You may be able to deduct disaster and casualty losses relating to your home or business on your federal income tax return. Losses are deducted on your federal return only and not your Vermont return. The IRS provides detailed guidance on this topic.
Before you file your deductions, be sure that your specific circumstances meet the IRS definitions for disasters and casualties. Also, be aware that you may only deduct losses not covered by your insurance or other reimbursement. You must deduct the loss on your return for the tax year in which the loss occurred.
The IRS provides a comprehensive Disaster Resource Guide for individuals and businesses. If you need help calculating the dollar amount of the loss to your personal or business property, visit the IRS website for tools, including workbooks.
Amending a Return
If you have already filed your federal income tax return for the tax year, you may file an amended return to deduct losses from income. If you file an amended return with the IRS, you must also file an amended return with the Vermont Department of Taxes to obtain a refund.
Extensions to File
The Department may extend deadlines for Vermont taxes, depending on the circumstances. If the IRS grants additional time to file returns, the Vermont Department of Taxes, at our discretion, may follow the lead of the IRS.
If the Department extends a filing deadline on short notice, we will post messages on our website and social media—Facebook and Twitter. If we anticipate an extended deadline, we will issue a press release and include a notice in our electronic newsletters.
Information for Out-of-State Businesses and Employees
When an officially declared state disaster or emergency occurs, recovery efforts to critical infrastructure may be assisted by the following:
- Out-of-state businesses not registered to do business in Vermont
- Employees who live out of state but who are employed by a business registered to do business in Vermont
The information here applies only to official disasters or emergencies declared by the president of the United States, governor of the State of Vermont, or the commissioner of Vermont Department of Public Service. Critical infrastructure means property and equipment owned and used by communication networks and electric generation, transmission, and distribution systems.
The work done by these businesses or employees may involve repairing, renovating, installing, building, and rendering services to areas of the state that have been damaged, impaired, or destroyed by the disaster or emergency. Businesses must be summoned to work in Vermont during the disaster response period under a mutual assistance agreement with an electric or telephone utility. The disaster response period covers 10 days prior to the disaster declaration and extends 60 days after the declaration.
While doing their recovery work during the disaster response period, out-of-state businesses are not required to register with or be licensed by the State of Vermont. They are not required to file and pay Vermont income taxes. However, if they are doing business in Vermont in ways not related to the disaster, these activities are subject to Vermont taxes.

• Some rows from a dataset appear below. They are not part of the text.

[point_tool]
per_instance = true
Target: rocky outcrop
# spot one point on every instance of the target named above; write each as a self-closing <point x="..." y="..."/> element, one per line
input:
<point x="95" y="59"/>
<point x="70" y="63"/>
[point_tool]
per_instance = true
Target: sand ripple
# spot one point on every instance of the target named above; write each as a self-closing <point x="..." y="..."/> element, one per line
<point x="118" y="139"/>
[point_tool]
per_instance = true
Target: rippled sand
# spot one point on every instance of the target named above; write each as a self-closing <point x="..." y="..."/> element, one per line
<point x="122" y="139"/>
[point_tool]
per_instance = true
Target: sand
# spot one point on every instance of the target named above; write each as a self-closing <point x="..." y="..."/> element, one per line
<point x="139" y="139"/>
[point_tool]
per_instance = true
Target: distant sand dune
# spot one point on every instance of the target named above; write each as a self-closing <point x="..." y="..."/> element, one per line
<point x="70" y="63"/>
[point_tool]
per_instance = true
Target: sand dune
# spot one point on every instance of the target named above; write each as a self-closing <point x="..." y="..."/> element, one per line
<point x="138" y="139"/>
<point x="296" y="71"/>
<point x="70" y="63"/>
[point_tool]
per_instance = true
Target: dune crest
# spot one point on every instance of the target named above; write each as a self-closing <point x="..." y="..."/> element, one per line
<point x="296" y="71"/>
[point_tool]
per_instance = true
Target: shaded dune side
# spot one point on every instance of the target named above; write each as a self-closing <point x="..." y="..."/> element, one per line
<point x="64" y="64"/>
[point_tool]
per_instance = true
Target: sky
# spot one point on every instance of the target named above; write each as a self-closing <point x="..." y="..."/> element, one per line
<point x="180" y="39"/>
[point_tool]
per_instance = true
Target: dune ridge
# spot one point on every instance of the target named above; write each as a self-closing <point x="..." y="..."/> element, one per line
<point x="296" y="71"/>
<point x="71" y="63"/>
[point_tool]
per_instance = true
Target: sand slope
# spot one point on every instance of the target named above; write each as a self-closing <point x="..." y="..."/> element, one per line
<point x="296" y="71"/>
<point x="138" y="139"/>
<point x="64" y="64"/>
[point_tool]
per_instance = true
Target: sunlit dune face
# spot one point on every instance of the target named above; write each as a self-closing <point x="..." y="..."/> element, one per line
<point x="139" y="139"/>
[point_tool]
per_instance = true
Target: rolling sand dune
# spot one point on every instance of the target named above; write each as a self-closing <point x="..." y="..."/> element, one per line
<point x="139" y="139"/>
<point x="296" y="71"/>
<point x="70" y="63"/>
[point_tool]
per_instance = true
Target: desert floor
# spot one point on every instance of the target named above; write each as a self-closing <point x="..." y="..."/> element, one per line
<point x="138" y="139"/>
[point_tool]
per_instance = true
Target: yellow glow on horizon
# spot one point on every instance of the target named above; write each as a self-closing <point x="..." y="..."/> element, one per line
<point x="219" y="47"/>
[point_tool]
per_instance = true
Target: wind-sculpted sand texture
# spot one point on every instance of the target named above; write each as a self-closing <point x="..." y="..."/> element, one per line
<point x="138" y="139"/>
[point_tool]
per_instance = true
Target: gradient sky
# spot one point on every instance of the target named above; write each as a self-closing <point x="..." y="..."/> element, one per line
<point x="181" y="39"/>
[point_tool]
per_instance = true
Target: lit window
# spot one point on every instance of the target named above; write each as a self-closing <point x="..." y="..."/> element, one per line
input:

Out-of-state businesses must pay other Vermont taxes or fees, however, such as the sales and use tax, meals and rooms, car rental tax, and fuel tax. If an out-of-state business makes retail sales of tangible personal property during the disaster response period, it must register for a Vermont business tax account and collect, file, and remit Vermont Sales and Use Tax to the Vermont Department of Taxes.
The State of Vermont does not view out-of-state employees working on recovery efforts during the disaster response period as earning income subject to Vermont income tax. The employee is not required to file and pay income taxes, and the employer is not required to withhold Vermont taxes from paychecks.
When the Disaster Response Period Ends
If an out-of-state business or an out-of-state employee continues to work in the state beyond the disaster response period, the business or employee becomes subject to Vermont laws that establish doing business in Vermont and Vermont residency. Each then is responsible for applicable taxes and fees.